Colocaron otra palanca. Ana ajustó una piedra bajo el metal. Mateo respiró hondo.

—A la cuenta de tres.

El loro dio un pequeño salto nervioso en la rama.

—Uno… dos… tres.

Empujaron con todas sus fuerzas.

El metal se tensó. El barro cedió. El tronco crujió.

Por fin, se elevó unos centímetros.

—¡Ahora! —gritó Mateo.

Ana metió una cuña improvisada para sostener el peso. Mateo se lanzó hacia la pierna atrapada del gorila y despejó el espacio con rapidez. El animal, casi sin fuerzas, logró deslizarse hacia un lado.

Su cuerpo cayó pesadamente sobre el barro.

El tronco volvió a golpear el suelo.

Pero el gorila estaba libre.

Dolorido. Exhausto. Aún temblando.

Pero vivo.

Durante unos segundos nadie se movió. Mateo y Ana respiraban con dificultad. El loro permanecía inmóvil en la rama. El gorila levantó lentamente la cabeza.

Primero miró a Ana.

Luego a Mateo.

Y finalmente al loro.

Aquel intercambio duró apenas un instante, pero ninguno de los humanos lo olvidaría jamás. Era una mirada imposible de explicar con palabras. Un reconocimiento silencioso. Una forma de decir:

Te vi. Me escuchaste. No me dejaste morir.

El loro inclinó la cabeza.

No gritó. No repitió ninguna palabra. No hizo alarde de nada.

Solo permaneció allí, pequeño y empapado, frente al gigante que había salvado.

Poco a poco, el gorila recuperó el aliento. Movió la pierna liberada con dificultad. Estaba hinchada, pero no rota. Luego apoyó los brazos en el suelo y se incorporó lentamente.

Mateo dio un paso para ayudar, pero Ana lo detuvo.

—Déjalo. Necesita hacerlo solo.

El gorila respiró hondo. Por primera vez desde la tormenta, el aire entró en sus pulmones sin que el tronco lo aplastara. Se mantuvo de pie con esfuerzo, tambaleante, pero vivo.

Después avanzó hacia el borde del claro.

Antes de desaparecer entre los árboles, se detuvo y giró la cabeza.

Buscó al loro.

El pequeño ave lo miró desde su rama, quieto, atento.

El gorila inclinó apenas el rostro.

No fue un gesto grande. No fue teatral. Pero en aquella selva, en aquel silencio, significó todo.

Luego se adentró despacio entre la vegetación hasta que su figura oscura desapareció.
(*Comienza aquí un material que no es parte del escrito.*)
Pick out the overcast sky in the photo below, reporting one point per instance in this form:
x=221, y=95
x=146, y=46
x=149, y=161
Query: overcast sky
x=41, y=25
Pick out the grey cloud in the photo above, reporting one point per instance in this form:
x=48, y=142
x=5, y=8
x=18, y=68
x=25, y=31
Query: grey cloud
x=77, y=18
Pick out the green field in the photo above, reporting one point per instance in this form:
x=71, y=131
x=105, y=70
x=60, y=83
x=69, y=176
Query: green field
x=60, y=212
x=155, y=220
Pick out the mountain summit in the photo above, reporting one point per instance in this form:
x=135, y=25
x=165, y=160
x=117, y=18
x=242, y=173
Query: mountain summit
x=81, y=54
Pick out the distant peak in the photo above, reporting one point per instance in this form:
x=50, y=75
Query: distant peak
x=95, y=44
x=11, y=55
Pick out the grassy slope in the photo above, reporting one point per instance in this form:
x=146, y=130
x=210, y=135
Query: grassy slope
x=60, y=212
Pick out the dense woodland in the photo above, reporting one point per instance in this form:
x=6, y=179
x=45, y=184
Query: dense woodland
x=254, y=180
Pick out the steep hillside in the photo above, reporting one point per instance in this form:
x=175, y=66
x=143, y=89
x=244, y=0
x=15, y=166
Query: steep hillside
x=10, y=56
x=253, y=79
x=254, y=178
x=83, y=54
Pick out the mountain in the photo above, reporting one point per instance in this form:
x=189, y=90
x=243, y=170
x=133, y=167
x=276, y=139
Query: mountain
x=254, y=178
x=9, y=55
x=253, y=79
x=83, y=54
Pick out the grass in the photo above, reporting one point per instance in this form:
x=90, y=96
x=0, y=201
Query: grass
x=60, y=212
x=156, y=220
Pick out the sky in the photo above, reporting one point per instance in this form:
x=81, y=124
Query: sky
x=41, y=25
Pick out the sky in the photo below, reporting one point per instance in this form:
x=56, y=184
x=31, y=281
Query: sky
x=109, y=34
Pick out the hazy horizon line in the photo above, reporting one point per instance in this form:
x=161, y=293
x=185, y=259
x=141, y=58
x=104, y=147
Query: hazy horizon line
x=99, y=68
Ana se agachó frente al loro.

—Pequeño… sin ti no lo habríamos encontrado.

El loro ladeó la cabeza. Sus plumas comenzaban a secarse bajo la luz dorada del amanecer.

Mateo sonrió con cansancio.

—Hoy salvaste una vida.

La selva empezó a despertar poco a poco. Un insecto volvió a cantar. Una rama crujió a lo lejos. El viento se volvió suave.

Y mientras un rayo de sol iluminaba al pequeño loro verde, Mateo y Ana entendieron una verdad que jamás olvidarían:

El valor no siempre ruge.

A veces mide apenas unos centímetros, tiene plumas mojadas y solo conoce dos palabras.

Pero cuando esas palabras nacen del corazón correcto, pueden salvar a un gigante entero.

Basado en el texto proporcionado.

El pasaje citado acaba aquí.